Mechanism of Action of Mifepristone and Levonorgestrel for Emergency Contraception
Tutor: Dr. Helena von Hertzen
Emergency contraceptive pills (ECPs) are an important option for women who have recently had unprotected intercourse or a contraceptive accident and who do not want to become pregnant. ECPs have been shown to be safe and effective in studies conducted over the past two decades. The most often used methods of EC are the Yuzpe regimen and postcoital insertion of an IUD . But the efficacy and toleration of established methods for emergency contraceptives have to be improved, and it seems that the two compared methods mifepristone (an Antiprogestogen) and levonorgestrel (a Progestogen) will be approaches because of their higher efficacy and lower incidence of side effects.Established methods [Ref.1]
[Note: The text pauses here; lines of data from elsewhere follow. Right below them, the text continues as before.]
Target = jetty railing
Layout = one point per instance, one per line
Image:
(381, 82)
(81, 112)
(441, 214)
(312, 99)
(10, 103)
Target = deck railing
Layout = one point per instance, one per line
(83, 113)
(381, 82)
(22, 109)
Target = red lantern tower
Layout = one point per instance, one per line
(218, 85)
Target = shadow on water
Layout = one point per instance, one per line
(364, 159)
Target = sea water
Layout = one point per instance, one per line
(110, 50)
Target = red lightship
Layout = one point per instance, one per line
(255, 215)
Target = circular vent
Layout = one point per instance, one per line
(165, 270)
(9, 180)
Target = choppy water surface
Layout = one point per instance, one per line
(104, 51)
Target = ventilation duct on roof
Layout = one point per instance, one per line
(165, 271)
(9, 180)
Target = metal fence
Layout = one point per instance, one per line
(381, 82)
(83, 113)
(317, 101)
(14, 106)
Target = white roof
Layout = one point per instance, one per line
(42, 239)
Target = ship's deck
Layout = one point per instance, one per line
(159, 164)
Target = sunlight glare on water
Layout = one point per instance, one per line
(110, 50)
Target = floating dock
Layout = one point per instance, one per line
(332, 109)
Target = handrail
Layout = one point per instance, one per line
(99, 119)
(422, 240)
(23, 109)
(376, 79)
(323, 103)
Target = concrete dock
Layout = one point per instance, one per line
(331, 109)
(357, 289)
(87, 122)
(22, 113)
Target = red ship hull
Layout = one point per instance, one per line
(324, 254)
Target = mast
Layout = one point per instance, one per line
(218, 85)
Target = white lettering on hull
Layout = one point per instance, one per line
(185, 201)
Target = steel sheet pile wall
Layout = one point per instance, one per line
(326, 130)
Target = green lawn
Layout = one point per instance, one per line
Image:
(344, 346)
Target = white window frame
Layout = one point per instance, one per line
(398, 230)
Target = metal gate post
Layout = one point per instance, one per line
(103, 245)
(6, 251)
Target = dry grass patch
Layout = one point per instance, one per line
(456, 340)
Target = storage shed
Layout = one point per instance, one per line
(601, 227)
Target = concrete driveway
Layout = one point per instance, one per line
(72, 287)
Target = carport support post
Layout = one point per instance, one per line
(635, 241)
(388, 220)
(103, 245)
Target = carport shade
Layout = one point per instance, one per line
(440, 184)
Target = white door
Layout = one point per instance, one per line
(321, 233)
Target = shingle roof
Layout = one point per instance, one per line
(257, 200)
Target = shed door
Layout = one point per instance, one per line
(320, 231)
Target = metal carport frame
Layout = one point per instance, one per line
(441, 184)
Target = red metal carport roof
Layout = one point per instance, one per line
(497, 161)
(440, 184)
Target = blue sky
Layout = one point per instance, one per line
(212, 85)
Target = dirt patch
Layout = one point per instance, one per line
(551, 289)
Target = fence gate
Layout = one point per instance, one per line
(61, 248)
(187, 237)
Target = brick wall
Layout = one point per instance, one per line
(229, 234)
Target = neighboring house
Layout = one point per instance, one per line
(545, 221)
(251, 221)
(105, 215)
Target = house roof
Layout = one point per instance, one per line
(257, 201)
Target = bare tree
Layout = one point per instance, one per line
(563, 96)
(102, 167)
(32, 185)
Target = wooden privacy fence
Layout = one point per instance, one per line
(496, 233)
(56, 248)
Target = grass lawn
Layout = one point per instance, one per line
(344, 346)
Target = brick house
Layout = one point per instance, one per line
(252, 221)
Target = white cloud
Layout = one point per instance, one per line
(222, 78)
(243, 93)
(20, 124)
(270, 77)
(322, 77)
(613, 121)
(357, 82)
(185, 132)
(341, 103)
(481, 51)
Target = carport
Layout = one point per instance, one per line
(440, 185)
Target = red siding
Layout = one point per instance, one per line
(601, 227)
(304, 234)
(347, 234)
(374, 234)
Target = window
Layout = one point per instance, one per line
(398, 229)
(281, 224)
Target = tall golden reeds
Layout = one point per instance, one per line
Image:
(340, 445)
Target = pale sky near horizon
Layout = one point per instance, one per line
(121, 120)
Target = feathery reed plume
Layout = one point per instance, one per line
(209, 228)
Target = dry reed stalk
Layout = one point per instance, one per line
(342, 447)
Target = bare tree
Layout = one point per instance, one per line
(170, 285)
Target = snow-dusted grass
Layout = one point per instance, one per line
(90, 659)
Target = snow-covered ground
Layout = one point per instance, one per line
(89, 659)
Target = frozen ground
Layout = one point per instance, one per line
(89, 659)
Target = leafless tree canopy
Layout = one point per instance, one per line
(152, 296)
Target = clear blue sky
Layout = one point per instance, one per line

Although there is some debate about its effectiveness, few people question the important role that emergency contraception can play in preventing unwanted pregnancy and maternal mortality and morbidity resulting from unsafe abortion .
In April 1995, in Bellagio, twenty-four experts from around the world discussed the fields of emergency contraception. They complained that women and providers are uninformed about the methods, that only few products are marketed for emergency contraception and that service providers are too often reluctant to provide this method. The proposed recommendations include the methods, where they emphasize the antiprogestogens as very promising compounds and that they deserve top medical research priority .
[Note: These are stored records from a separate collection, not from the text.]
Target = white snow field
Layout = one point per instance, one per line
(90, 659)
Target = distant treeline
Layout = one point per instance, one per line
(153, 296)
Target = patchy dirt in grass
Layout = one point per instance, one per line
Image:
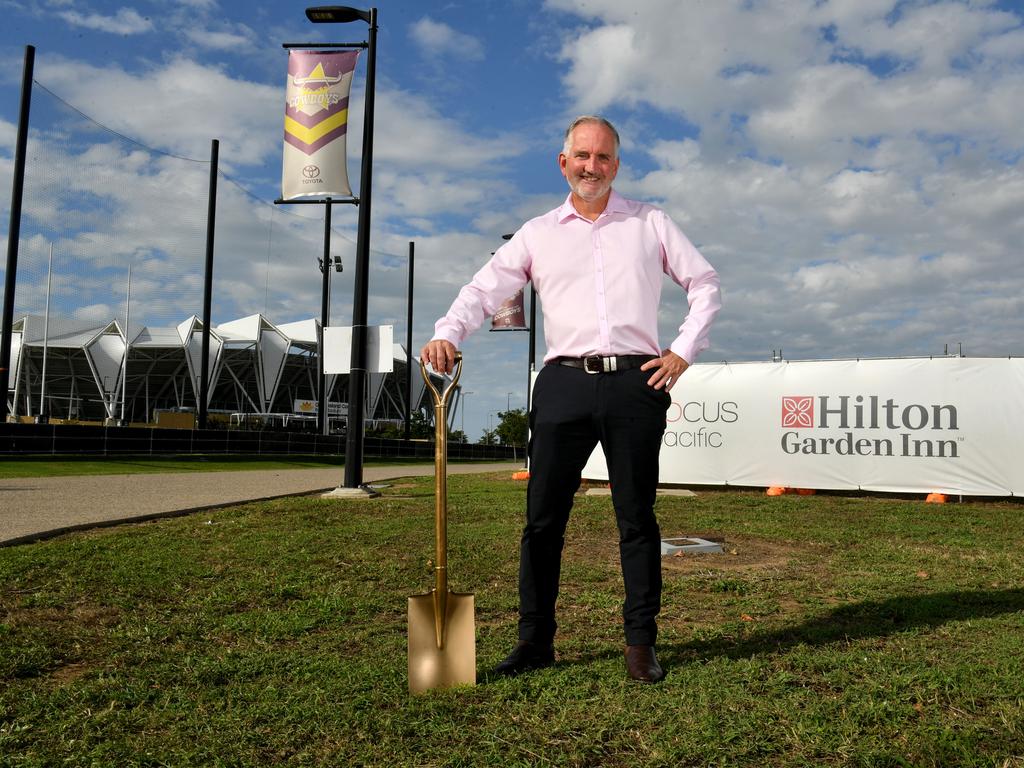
(741, 554)
(744, 554)
(69, 673)
(79, 615)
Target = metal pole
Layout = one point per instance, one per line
(46, 336)
(409, 346)
(14, 228)
(211, 228)
(124, 363)
(323, 418)
(357, 374)
(532, 359)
For the development of the improved new methods we need more information about the mechanism of action. Probable mechanisms include prevention of ovulation, fertilization or implantation but the exact mode of action is not known .
Mechanism of action
All emergency contraception methods currently in use act before implantation. Theoretically, this could be achieved in several ways; in practice, the possible modes of action are more limited, because women request emergency contraception at different times during their menstrual cycle. This variability in timing means that compounds that work only through disturbing ovulation or some event closely associated with it cannot be highly effective as emergency contraception methods.
Timing of treatment
Because postcoital contraception is given at all stages of the cycle, the mode of action is variable. In the early stages, it may prevent the development of follicle. It is possible, however, that a further follicle will develop without any vaginal bleeding, which may explain the few women whose period is delayed. The main mode of action, however, is thought to be on the endometrium. Changes can be observed which make the environment hostile for implantation. As implantation starts 6 days after fertilization, giving treatment within 72 hours allows at least 2 days for the hormones to have an effect. This would explain the reduced effectiveness if the treatment would be given more than 72 hours after intercourse.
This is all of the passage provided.